Leith Hill Action Group Newsletter 43
Stop the Leith Hill oil drilling!
Dear Supporters 

We wrote to you a few weeks ago in relation to a new planning application related to the original oil exploration application.  Many of you will have received a letter about this recently from Surrey County Council.  The new application essentially seeks to amend the planning application that the Planning Inspector approved following the Public Inquiry held last year.  It seeks permission for the erection of high security fencing all around the site and the addition of buildings at the entry to the site.  In all, the site area would be materially increased and it would now be visible from Coldharbour Lane.  Our newsletter let you know that we were awaiting a response from Surrey County Council before advising you on how best to respond to this application.  You can read that newsletter here

Details regarding the application can be found on the Mole Valley website.  Full details are in the “Documents” section of the linked page.  The Mole Valley reference is MO/2016/1563, although the Surrey County Council reference is SCC Ref 2016/0170.

I regret to tell you that SCC has still not responded to our request for further information.  However, time is running out for a response.  As such, we are asking you now to URGENTLY send your objections to the application to the council. 
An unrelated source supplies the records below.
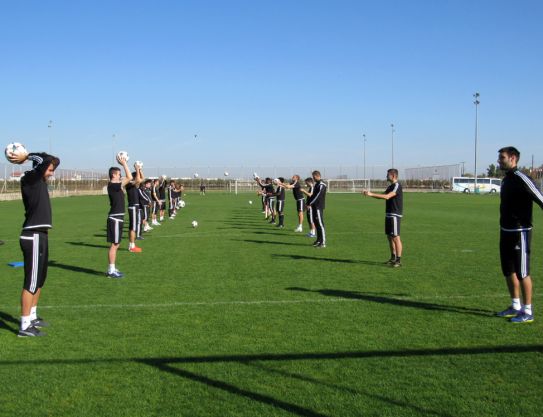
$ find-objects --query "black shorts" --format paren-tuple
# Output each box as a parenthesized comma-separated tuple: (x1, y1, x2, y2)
(142, 206, 149, 222)
(20, 230, 49, 294)
(306, 206, 314, 225)
(296, 199, 305, 212)
(385, 215, 401, 236)
(128, 206, 139, 232)
(107, 216, 124, 244)
(500, 229, 531, 278)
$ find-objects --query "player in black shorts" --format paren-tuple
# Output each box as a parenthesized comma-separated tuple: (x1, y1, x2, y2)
(279, 175, 305, 233)
(158, 177, 167, 222)
(7, 149, 60, 337)
(273, 177, 286, 228)
(106, 154, 132, 278)
(302, 177, 316, 237)
(363, 168, 403, 267)
(495, 146, 543, 323)
(126, 163, 144, 252)
(139, 179, 153, 233)
(255, 176, 274, 220)
(151, 179, 161, 226)
(306, 171, 327, 247)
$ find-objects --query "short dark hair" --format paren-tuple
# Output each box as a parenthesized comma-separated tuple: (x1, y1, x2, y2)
(387, 168, 399, 177)
(278, 177, 285, 182)
(109, 167, 120, 180)
(305, 177, 314, 183)
(312, 170, 321, 177)
(498, 146, 520, 160)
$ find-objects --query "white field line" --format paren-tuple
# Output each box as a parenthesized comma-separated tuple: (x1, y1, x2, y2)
(0, 293, 520, 311)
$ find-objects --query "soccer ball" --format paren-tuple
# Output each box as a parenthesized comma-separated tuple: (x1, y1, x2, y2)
(117, 151, 129, 162)
(224, 171, 229, 176)
(178, 200, 186, 208)
(135, 160, 143, 169)
(253, 172, 259, 179)
(273, 178, 280, 184)
(249, 200, 253, 205)
(161, 174, 167, 179)
(193, 173, 199, 178)
(191, 220, 198, 228)
(4, 142, 28, 162)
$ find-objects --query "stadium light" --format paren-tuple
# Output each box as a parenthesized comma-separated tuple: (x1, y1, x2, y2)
(363, 133, 366, 179)
(473, 93, 480, 192)
(459, 161, 465, 176)
(48, 120, 53, 154)
(391, 124, 395, 168)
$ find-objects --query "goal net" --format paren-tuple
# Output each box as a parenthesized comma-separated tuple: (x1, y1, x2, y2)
(229, 180, 261, 194)
(327, 179, 371, 193)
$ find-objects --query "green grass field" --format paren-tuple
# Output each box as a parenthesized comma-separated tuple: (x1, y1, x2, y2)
(0, 192, 542, 417)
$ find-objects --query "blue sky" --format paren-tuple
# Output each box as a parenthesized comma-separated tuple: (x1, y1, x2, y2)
(1, 0, 542, 174)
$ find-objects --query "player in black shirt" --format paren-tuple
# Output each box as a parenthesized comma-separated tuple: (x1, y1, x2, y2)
(158, 177, 167, 221)
(138, 179, 153, 233)
(306, 170, 327, 247)
(151, 179, 161, 226)
(274, 177, 286, 228)
(279, 175, 305, 232)
(302, 177, 316, 237)
(126, 163, 144, 252)
(7, 149, 60, 337)
(363, 168, 403, 267)
(496, 146, 543, 323)
(106, 155, 132, 278)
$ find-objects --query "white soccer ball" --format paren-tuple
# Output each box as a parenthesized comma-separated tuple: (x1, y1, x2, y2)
(249, 200, 253, 205)
(161, 174, 167, 180)
(253, 172, 259, 179)
(224, 171, 229, 176)
(273, 178, 280, 184)
(4, 142, 28, 162)
(193, 173, 199, 178)
(135, 160, 143, 169)
(191, 220, 198, 228)
(179, 200, 186, 208)
(117, 151, 129, 162)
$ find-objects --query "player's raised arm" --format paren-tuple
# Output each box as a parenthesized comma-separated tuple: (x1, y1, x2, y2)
(133, 161, 144, 186)
(117, 154, 132, 187)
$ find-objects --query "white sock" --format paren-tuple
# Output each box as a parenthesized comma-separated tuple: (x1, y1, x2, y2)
(30, 306, 37, 321)
(21, 315, 32, 330)
(512, 298, 521, 310)
(108, 264, 116, 273)
(129, 242, 135, 249)
(523, 304, 532, 315)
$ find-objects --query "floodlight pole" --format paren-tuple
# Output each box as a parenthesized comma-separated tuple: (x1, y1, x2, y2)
(363, 133, 366, 179)
(460, 161, 465, 176)
(48, 120, 53, 154)
(390, 124, 395, 168)
(473, 93, 480, 192)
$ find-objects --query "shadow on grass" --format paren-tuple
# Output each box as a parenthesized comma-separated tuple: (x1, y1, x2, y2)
(1, 345, 541, 417)
(246, 361, 455, 417)
(66, 241, 110, 249)
(286, 287, 493, 317)
(0, 311, 19, 335)
(232, 239, 309, 247)
(48, 260, 104, 277)
(273, 253, 387, 266)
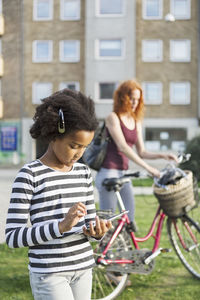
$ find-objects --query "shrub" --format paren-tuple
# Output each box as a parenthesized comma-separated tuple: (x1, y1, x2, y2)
(179, 135, 200, 181)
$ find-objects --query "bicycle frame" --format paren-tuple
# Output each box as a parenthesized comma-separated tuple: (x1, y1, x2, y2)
(97, 189, 167, 266)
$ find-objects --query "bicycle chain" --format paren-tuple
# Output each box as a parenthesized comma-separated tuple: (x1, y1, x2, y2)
(105, 249, 155, 275)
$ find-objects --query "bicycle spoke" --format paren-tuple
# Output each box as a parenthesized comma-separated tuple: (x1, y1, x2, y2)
(167, 216, 200, 279)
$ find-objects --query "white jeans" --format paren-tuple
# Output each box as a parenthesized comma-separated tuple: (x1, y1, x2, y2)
(29, 269, 92, 300)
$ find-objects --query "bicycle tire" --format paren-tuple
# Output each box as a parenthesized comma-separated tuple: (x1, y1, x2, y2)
(167, 215, 200, 279)
(91, 224, 132, 300)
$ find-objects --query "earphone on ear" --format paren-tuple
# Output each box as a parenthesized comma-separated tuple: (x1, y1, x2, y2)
(58, 109, 65, 133)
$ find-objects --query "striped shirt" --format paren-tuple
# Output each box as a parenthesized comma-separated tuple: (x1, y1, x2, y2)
(5, 160, 96, 273)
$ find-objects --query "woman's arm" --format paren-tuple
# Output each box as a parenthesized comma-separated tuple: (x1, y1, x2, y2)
(135, 121, 178, 162)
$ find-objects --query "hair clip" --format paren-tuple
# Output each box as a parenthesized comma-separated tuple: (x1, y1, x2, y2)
(58, 109, 65, 133)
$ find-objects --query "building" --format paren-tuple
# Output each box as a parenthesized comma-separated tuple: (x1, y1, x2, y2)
(0, 0, 199, 165)
(136, 0, 200, 153)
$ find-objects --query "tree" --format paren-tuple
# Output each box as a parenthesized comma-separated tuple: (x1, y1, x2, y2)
(180, 135, 200, 181)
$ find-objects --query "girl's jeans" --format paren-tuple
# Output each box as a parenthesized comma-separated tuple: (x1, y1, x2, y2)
(29, 268, 92, 300)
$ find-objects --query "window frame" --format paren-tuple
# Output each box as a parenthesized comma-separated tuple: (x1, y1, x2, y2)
(170, 81, 191, 105)
(59, 40, 80, 62)
(95, 39, 125, 60)
(32, 82, 53, 104)
(60, 0, 80, 21)
(142, 0, 163, 20)
(170, 39, 191, 62)
(142, 81, 163, 105)
(170, 0, 191, 20)
(33, 0, 53, 21)
(59, 81, 80, 91)
(142, 39, 163, 62)
(95, 82, 118, 102)
(95, 0, 125, 17)
(32, 40, 53, 63)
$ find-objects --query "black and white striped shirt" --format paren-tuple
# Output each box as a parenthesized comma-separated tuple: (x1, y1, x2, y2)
(5, 160, 96, 273)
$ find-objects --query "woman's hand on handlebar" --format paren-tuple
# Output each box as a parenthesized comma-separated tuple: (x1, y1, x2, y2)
(160, 153, 179, 163)
(146, 166, 160, 178)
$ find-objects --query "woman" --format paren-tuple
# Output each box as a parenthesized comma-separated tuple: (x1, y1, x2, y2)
(5, 89, 112, 300)
(95, 79, 178, 226)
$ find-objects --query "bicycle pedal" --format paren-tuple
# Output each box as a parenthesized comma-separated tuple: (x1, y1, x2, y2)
(127, 221, 138, 232)
(160, 248, 172, 253)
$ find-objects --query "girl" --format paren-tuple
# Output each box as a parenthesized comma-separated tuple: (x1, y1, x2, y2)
(5, 89, 112, 300)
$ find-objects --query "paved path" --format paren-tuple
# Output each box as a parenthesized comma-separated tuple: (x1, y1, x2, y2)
(0, 168, 153, 244)
(0, 168, 18, 243)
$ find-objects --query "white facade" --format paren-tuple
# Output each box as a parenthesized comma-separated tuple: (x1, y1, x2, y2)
(85, 0, 136, 119)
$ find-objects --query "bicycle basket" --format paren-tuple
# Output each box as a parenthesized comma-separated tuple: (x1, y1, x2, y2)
(153, 170, 196, 217)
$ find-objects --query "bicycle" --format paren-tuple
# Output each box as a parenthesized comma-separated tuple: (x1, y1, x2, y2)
(91, 155, 200, 300)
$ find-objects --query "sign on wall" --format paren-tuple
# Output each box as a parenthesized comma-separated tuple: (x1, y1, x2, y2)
(0, 126, 17, 151)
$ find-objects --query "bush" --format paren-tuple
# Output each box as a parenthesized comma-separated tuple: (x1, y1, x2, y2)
(179, 135, 200, 181)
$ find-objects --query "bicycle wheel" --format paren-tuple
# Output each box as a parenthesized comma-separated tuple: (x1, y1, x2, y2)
(91, 224, 132, 300)
(167, 215, 200, 279)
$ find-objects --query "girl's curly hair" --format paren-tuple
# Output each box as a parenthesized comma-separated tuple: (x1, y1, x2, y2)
(30, 89, 98, 143)
(113, 79, 144, 121)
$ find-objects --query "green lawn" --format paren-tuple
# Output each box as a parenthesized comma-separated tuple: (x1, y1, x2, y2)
(0, 194, 200, 300)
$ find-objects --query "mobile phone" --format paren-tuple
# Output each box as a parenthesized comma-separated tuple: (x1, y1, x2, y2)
(106, 210, 129, 222)
(86, 210, 129, 230)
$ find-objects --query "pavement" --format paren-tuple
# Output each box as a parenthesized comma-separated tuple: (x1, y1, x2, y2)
(0, 168, 152, 244)
(0, 168, 19, 244)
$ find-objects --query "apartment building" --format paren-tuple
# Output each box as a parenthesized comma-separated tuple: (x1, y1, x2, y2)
(136, 0, 199, 153)
(0, 0, 199, 165)
(1, 0, 85, 163)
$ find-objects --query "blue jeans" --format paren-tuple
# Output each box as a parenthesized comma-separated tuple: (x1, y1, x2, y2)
(95, 168, 135, 221)
(29, 269, 92, 300)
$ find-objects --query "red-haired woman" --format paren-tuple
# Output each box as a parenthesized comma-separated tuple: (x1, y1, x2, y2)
(95, 79, 178, 227)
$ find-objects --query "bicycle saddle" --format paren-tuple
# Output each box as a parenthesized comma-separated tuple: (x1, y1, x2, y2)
(103, 177, 130, 191)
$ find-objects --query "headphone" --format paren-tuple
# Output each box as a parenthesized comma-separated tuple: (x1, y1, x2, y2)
(58, 109, 65, 133)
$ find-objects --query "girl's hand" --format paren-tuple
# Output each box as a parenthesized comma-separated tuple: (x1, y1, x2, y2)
(83, 216, 112, 239)
(59, 202, 86, 234)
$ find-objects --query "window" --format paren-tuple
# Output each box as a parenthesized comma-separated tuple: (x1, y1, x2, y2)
(170, 82, 190, 105)
(32, 40, 53, 62)
(60, 0, 80, 20)
(145, 127, 186, 151)
(96, 39, 125, 59)
(59, 81, 80, 91)
(32, 82, 53, 104)
(143, 0, 162, 19)
(142, 40, 163, 62)
(96, 82, 118, 101)
(170, 40, 191, 62)
(170, 0, 191, 20)
(142, 82, 162, 104)
(96, 0, 124, 16)
(33, 0, 53, 21)
(59, 40, 80, 62)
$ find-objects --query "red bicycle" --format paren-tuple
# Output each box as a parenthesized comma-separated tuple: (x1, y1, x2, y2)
(91, 159, 200, 300)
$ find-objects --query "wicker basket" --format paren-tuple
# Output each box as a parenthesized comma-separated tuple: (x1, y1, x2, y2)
(153, 170, 196, 217)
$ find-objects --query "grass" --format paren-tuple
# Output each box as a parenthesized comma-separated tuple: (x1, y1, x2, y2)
(0, 194, 200, 299)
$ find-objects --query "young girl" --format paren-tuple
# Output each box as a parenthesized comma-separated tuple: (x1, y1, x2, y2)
(5, 89, 112, 300)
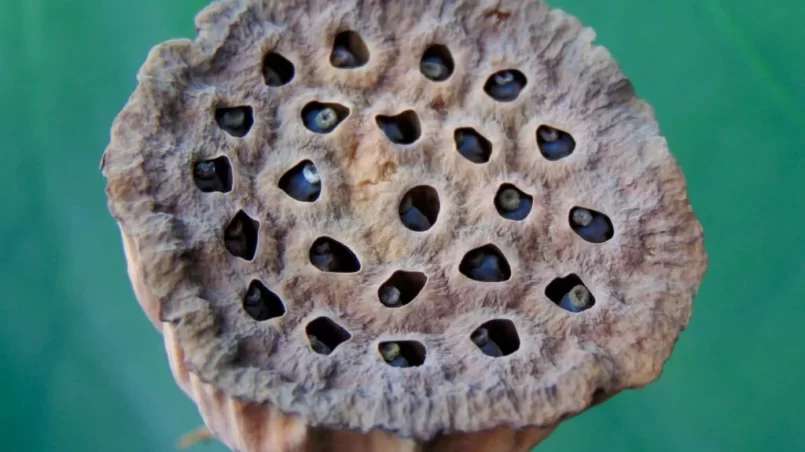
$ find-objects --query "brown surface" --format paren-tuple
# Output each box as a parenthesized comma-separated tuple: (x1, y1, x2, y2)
(102, 0, 707, 447)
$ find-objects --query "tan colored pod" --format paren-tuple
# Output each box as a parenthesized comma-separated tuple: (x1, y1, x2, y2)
(102, 0, 707, 450)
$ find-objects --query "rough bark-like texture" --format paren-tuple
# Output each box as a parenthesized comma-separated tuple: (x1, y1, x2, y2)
(102, 0, 708, 449)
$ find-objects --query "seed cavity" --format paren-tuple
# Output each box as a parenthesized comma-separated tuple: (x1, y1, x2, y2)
(398, 186, 440, 232)
(545, 274, 596, 313)
(215, 106, 254, 137)
(537, 125, 576, 161)
(306, 317, 352, 355)
(279, 160, 321, 202)
(471, 320, 519, 357)
(419, 44, 454, 82)
(224, 211, 259, 260)
(301, 102, 349, 134)
(494, 184, 533, 221)
(483, 69, 527, 102)
(242, 280, 285, 321)
(309, 237, 361, 273)
(330, 30, 369, 68)
(378, 271, 427, 308)
(459, 245, 511, 282)
(569, 207, 614, 243)
(193, 156, 233, 193)
(454, 128, 492, 164)
(379, 341, 426, 368)
(262, 51, 295, 86)
(376, 110, 421, 145)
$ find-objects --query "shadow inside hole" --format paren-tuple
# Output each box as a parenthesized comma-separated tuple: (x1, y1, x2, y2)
(459, 244, 511, 282)
(454, 128, 492, 164)
(378, 340, 426, 367)
(330, 30, 370, 68)
(306, 317, 352, 355)
(494, 184, 533, 221)
(193, 155, 233, 193)
(378, 271, 427, 308)
(308, 237, 361, 273)
(545, 273, 596, 313)
(262, 51, 295, 86)
(301, 102, 350, 134)
(278, 160, 321, 202)
(420, 44, 454, 82)
(536, 125, 576, 161)
(214, 106, 254, 137)
(399, 185, 439, 232)
(483, 69, 527, 102)
(242, 280, 285, 321)
(376, 110, 421, 145)
(569, 207, 614, 243)
(224, 210, 259, 260)
(471, 319, 520, 357)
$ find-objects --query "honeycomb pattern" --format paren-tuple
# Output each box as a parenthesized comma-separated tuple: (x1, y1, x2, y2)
(101, 0, 707, 441)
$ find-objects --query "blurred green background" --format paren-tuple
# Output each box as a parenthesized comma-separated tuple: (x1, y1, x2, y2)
(1, 0, 803, 451)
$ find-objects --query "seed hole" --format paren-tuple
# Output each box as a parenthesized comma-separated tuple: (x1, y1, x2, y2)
(399, 186, 439, 232)
(378, 341, 426, 368)
(242, 280, 285, 321)
(494, 184, 533, 221)
(215, 106, 254, 137)
(279, 160, 321, 202)
(376, 110, 421, 145)
(545, 273, 595, 313)
(420, 44, 454, 82)
(454, 128, 492, 164)
(537, 125, 576, 161)
(471, 319, 520, 357)
(330, 30, 369, 68)
(309, 237, 361, 273)
(569, 207, 614, 243)
(306, 317, 352, 355)
(483, 69, 527, 102)
(301, 102, 349, 134)
(378, 271, 427, 308)
(459, 245, 511, 282)
(224, 211, 259, 260)
(193, 156, 232, 193)
(262, 52, 295, 86)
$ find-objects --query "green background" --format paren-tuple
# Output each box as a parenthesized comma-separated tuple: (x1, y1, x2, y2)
(1, 0, 803, 451)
Objections should be sent to Surrey County Council Planning Development Team; Planning & Development Group; County Hall; Kingston upon Thames; Surrey; KT1 2DY.

You can also email MWCD@surreycc.gov.uk

PLEASE DO THIS RIGHT AWAY!  The end date for the consultation is not as clear as it could be, but we are sure that responses by 28 October will be taken into consideration, so why not make sure you get in before that date?

Why We Believe The Way This Application Is Being Considered Is Wrong

This application is being considered by County Officers as not being what is known as “EIA development” (i.e. needing an Environmental Impact Assessment).  We believe this is fundamentally against national guidance.  The Planning Practice Guidance on EIA (“PPG”) states (paragraph 25) that:

 “An application should not be considered in isolation if, in reality, it is an integral part of a more substantial development… In such cases the need for EIA must be considered in the context of the whole development.”
 That suggests that a new Environmental Impact Assessment must be performed for the new development as a whole before this new application can be considered.  By not insisting on this, we believe the Council Officers are acting against this national guidance.
 In addition, the new application impacts the planning conditions insisted on by the Inspector following the Public Inquiry.  Despite this, the council officers are making decisions about applications to meet these planning conditions without taking the new application into account.  This is in contravention to the PPG, which states (paragraph 56):
 “If the likely effects of an application are not identified or identifiable at the time of the principal decision, an assessment must be undertaken at the subsequent stage.”
 Please Write to Object Now!
 We know that objections are treated most seriously when they have been individually written by you, based on which issues matter most to you personally.  As such, we never suggest a form letter that you might send.  However, when responding to the council, here are some things that might be important to you, which you might like to mention:
  1.  There is no need for this additional application.  The applicant seeks to justify it on the basis of a worsened “security environment” for onshore oil developments since the original application was submitted in 2008.  However, the EIA was entirely rewritten in the winter 2014/15.  Were any such changes not evident then?
  2.  The footprint of the development increases from 0.79 hectares to 1.01 hectares.  This is a 28% increase in the size of the development.  The original EIA is inadequate for such a change in development.  The Inspector may not have granted an application of such greatly increased size.   
  3.  The original application was at pains to point out that nothing would be visible from Coldharbour Lane.  That is no longer the case.  The original EIA is inadequate for such a change in development.  The Inspector may not have granted an application with such greatly increased visual impact to Coldharbour Lane.
  4.  The extension of the site now includes (in its southerly section) a steep downslope facing across the valley to Coldharbour Village.  More trees will now have to be felled for this.  The Inspector may not have granted an application with such a different impact on the EIA’s Viewpoint 1.
  5.  The extended site appears to cut off a customary right of way (along the western side of the development) established by more than 20 years of uncontested use.  The original EIA is inadequate for such a change in development.  The Inspector may not have granted an application that prevented public rights of way.
  6.  Changes to the lighting plan are required.  There is bound to be light present at the site entrance and at the southern extension.  The Inspector specifically stated in conditions that there should be no lights outside of 9am to 5pm.  The Inspector is therefore unlikely to have granted an application that required lighting outside of these hours.
  7.  How is the additional area to be surfaced?  If, for example, a 28% increase in quantities of stone is required, that could increase HGV movements by perhaps 150 or more.  The original EIA is inadequate for such a change in development.  The Inspector may not have granted an application with so many additional HGV movements.
  8.  As an application in its own right, it is industrialisation of green belt and AONB land with no purpose but security of private property.  As such, it is inappropriate development in the green belt with no very special circumstances and major development in the AONB with no public interest element to create exception circumstances.
 We know that letters of protest matter a lot, so please do write and let your views be heard.